CEBs no Mundo Urbano: Reconstruir a “Casa”!
“O futuro não será uma nova, enorme torre de poder. Nossa esperança no futuro é a esperança nos já trilhados caminhos de casa para casa.” Esta profecia de Raimon Panikkar traduz a visão e o compromisso que surgiram do 14º intereclesial das CEBs que ocorreu em Londrina na última semana de janeiro passado. Com o lema tirado do livro de Êxodo (3,7), “Eu vi, ouvi os clamores do meu povo e desci para libertá-lo,” o encontro se debruçou sobre o tema “CEBs e desafios do mundo urbano”. Os desafios do mundo urbano capitalista hoje incluem moradia, mobilidade urbana, violência e segurança, juventudes, ecologia e sustentabilidade, trabalho, saúde e saneamento, formação e educação, arte e cultura, esporte e lazer, tecnologias de informação e comunicação e os movimentos populares e as organizações sociais, e o pluralismo (ecumenismo e diálogo inter-religioso). Ou seja, a cidade é um desafio não somente como cultura—globalizante e homogeneizante—mas também enquanto direito a ser conquistado e garantido. Daí a questão: como encaminhar a luta pelo direito dos povos à cidade? O intereclesial de Londrina foi um Kairos para as CEBs abrirem os olhos sobre o sistema mundo onde estamos inseridos. E à luz da tradição eclesial poliédrica, da memória de tantos mártires da caminhada e do rosto plural do nosso povo, o trem das CEBs pôs-se nas pegadas de Jesus e das primeiras comunidades cristãs para reconstruir trilhas alternativas rumo ao Bem Viver.
Assim, nesse processo de olhar para os múltiplos rostos da sociedade brasileira e de escutar a pluralidade de vozes em prol do direito à cidade, os clamores dos povos originários convidados para o intereclesial ressoaram alto e forte. A participação dos povos originários vindo de vários estados foi articulada pelo Conselho Indigenista Missionário (CIMI). Os “Índios” não quiseram que a sua participação fosse reduzida a mera presença folclórica ou estética. Eles clamaram por sua cidadania eclesial e seu protagonismo sociopolítico em prol do direito à cidade. Esse direito à cidade—como cultura e espaço—lhes é descaradamente negado através de convicções tais como “o lugar do índio é na aldeia, no mato, não na cidade” ou “índio não pode usar celular, nem vestir roupa de marca.” A cidade que muitos povos originários, especialmente amazônicos, frequentam como espaço de encontro intercultural com a sociedade envolvente, é uma experiência de exclusão e invisibilidade social. Ou seja, a urbe, tanto como cultura—globalizante, integracionista e homogeneizante—quanto como espaço e direito lhes é violentamente negada da mesma forma que seus direitos sobre seus territórios ancestrais e à autodeterminação cultural lhes são ora negados, ora ameaçados e tirados. Além disso, eles denunciaram o proselitismo evangélico e pentecostal que está penetrando suas comunidades e demonizando suas culturas e religiosidades. E suas organizações e seus movimentos são constantemente criminalizados.

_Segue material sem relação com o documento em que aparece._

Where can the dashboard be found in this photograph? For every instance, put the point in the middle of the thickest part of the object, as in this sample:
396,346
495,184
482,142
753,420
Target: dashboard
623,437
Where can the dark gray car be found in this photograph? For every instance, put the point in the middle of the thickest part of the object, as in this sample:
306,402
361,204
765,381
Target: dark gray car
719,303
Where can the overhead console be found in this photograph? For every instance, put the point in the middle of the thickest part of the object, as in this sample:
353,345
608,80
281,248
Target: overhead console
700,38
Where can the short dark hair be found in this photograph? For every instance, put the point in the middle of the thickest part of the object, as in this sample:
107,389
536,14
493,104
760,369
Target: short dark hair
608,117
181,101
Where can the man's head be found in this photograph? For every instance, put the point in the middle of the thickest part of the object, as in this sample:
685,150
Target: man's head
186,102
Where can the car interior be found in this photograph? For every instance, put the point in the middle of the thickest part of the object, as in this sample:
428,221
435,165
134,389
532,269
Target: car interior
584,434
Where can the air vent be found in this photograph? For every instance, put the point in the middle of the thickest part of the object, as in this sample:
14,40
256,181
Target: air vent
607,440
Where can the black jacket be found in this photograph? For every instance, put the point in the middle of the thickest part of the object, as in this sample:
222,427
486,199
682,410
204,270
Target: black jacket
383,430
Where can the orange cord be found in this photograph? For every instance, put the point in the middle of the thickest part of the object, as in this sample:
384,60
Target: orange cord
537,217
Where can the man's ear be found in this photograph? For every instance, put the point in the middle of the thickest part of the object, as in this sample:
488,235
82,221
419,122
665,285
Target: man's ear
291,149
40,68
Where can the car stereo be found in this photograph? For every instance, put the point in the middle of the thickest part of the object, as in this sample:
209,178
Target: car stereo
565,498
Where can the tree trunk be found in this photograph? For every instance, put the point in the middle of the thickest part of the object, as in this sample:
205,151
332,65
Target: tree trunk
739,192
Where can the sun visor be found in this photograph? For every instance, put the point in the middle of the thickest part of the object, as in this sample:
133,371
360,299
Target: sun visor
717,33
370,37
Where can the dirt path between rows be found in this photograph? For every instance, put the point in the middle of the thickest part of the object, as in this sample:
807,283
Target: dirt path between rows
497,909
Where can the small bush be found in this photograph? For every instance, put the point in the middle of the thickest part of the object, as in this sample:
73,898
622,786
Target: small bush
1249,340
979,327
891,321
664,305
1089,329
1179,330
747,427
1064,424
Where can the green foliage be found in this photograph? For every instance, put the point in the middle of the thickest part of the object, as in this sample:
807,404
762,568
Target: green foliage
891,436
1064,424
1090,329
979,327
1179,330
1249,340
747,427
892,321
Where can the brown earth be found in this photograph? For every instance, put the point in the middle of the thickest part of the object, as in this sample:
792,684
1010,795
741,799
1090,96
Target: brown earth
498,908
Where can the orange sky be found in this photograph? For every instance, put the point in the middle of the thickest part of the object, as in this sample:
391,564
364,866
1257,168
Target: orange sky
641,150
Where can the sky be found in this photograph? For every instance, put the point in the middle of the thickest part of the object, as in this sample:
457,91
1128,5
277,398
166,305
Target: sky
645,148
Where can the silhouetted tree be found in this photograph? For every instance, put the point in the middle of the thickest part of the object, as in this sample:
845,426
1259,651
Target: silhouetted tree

Todavia, o encontro percebeu que os clamores dos povos originários não são fatos isolados. Pelo contrário, são sinais da conjuntura atual tanto nacional quanto global.
De fato, estamos inseridos num mundo que o capitalismo financeiro hegemônico domina numa lógica de guerra constante. Conforme Pedro A. Ribeiro de Oliveira da ISER Assessoria, a guerra não é somente um negócio lucrativo, mas é também o modo de ser do capitalismo financeiro. Esta guerra chama-se desenvolvimento ou guerra contra a Mãe Terra para controlar e extrair todos os recursos naturais estratégicos possíveis, especialmente sementes, petróleo e água. São as várias guerras militares em vários lugares do planeta (guerra contra terrorismo, guerra contra as drogas, o surgimento suspeito de epidemias, etc), mas que, na realidade, servem de dispositivo de controle sociocultural e populacional. Há também a guerra ideológica ou a guerra da 4ª geração que é o controle das mídias e a disseminação de fake News, nesta era da pós-verdade.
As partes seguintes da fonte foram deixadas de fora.